Writing code to scale to multi-gpu machines can be a pain. Moreover, it is often the case that you want to run multiple experiments on the same machine, and you want to be able to run them in parallel. All is well and good till its a single GPU but when you have multiple GPUs, you have to manually specify which GPU to use for which experiment. This is where Managed comes in. Managed is a library that allows you to run multiple experiments on the same machine without having to worry about which GPU to use for which experiment.
Managed handles the following things for you:
- Automatically allocates tensors on the GPUs
- Transparently moves the tensors from CPU to GPU and vice versa
- Move tensors between devices (CPU/GPU) according to memory availability
For further details, please refer to the documentation.

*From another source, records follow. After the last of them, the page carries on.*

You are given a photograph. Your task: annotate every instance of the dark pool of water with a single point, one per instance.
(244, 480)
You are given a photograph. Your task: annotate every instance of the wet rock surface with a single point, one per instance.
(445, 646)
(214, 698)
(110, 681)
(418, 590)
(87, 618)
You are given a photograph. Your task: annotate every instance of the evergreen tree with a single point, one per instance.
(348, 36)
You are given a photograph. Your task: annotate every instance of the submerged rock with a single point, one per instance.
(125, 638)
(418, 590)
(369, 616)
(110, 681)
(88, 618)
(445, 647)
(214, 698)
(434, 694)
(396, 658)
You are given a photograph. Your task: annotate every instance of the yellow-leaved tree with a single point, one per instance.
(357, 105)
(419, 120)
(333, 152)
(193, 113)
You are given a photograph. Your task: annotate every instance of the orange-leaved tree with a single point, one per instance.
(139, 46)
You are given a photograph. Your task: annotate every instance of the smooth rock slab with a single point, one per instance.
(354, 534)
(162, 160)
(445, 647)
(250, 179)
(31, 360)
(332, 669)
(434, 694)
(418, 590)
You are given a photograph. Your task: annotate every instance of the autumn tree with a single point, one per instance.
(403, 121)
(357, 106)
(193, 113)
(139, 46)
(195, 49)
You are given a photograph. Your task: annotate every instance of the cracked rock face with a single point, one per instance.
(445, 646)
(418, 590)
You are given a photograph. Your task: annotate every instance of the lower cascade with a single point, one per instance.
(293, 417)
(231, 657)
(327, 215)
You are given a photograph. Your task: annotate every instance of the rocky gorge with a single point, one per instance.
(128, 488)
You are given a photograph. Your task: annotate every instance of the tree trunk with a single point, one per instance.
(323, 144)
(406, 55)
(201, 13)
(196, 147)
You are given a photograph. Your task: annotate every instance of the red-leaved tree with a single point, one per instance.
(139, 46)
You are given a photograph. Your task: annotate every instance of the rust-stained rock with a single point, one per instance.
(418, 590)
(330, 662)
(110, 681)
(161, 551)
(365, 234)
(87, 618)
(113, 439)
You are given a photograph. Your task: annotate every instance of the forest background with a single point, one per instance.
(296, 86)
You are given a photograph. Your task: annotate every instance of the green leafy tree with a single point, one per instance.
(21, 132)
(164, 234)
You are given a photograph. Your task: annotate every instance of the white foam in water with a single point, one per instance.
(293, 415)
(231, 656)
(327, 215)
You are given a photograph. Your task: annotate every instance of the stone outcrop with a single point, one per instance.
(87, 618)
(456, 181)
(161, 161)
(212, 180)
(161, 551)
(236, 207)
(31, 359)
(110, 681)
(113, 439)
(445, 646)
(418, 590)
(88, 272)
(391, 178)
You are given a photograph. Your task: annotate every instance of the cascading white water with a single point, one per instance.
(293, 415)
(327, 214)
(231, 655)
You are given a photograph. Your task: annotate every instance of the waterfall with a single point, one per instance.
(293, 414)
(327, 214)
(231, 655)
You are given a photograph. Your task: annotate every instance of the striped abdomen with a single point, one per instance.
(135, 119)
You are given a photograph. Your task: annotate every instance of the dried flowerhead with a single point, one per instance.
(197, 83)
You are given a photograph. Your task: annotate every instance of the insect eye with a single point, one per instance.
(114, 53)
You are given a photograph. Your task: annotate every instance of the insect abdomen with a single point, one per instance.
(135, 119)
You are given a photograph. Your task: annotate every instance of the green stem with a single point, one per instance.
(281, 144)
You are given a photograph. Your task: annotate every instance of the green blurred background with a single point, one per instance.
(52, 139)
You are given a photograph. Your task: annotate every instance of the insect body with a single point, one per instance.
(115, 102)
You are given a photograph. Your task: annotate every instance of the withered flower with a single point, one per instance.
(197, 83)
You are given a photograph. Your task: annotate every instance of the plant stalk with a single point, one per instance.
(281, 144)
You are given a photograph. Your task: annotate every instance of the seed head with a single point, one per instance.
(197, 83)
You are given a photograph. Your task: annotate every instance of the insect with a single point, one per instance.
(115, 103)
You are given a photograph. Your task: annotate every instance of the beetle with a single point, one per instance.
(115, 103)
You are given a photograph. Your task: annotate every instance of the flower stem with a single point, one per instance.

Managed provides a ManagedTensor
class that is a wrapper around the torch.Tensor
class. It provides the same API as the torch.Tensor
class but in addition uses a DeviceManager
object to determince which device to use for the tensor. The DeviceManager
object is responsible for allocating tensors on the GPUs and moving tensors between the CPU and the GPUs. It is a singleton object and is shared across all the ManagedTensor
objects.
For example, consider the following code:
from managed import ManagedTensor as mt
import torch
# Create a tensor on the CPU
x = torch.randn(2, 3).as_subclass(mt)
# Create a tensor on the GPU
y = torch.randn(2, 3).cuda().as_subclass(mt)
# Add the two tensors
# The result will be on the GPU
# x will be moved to the GPU
z = x + y
The recommended way to install managed
is via pip
:
pip install tensor-managed
Alternatively, you can install managed
from source:
git clone https://github.com/bridgesign/managed.git
cd managed
python setup.py install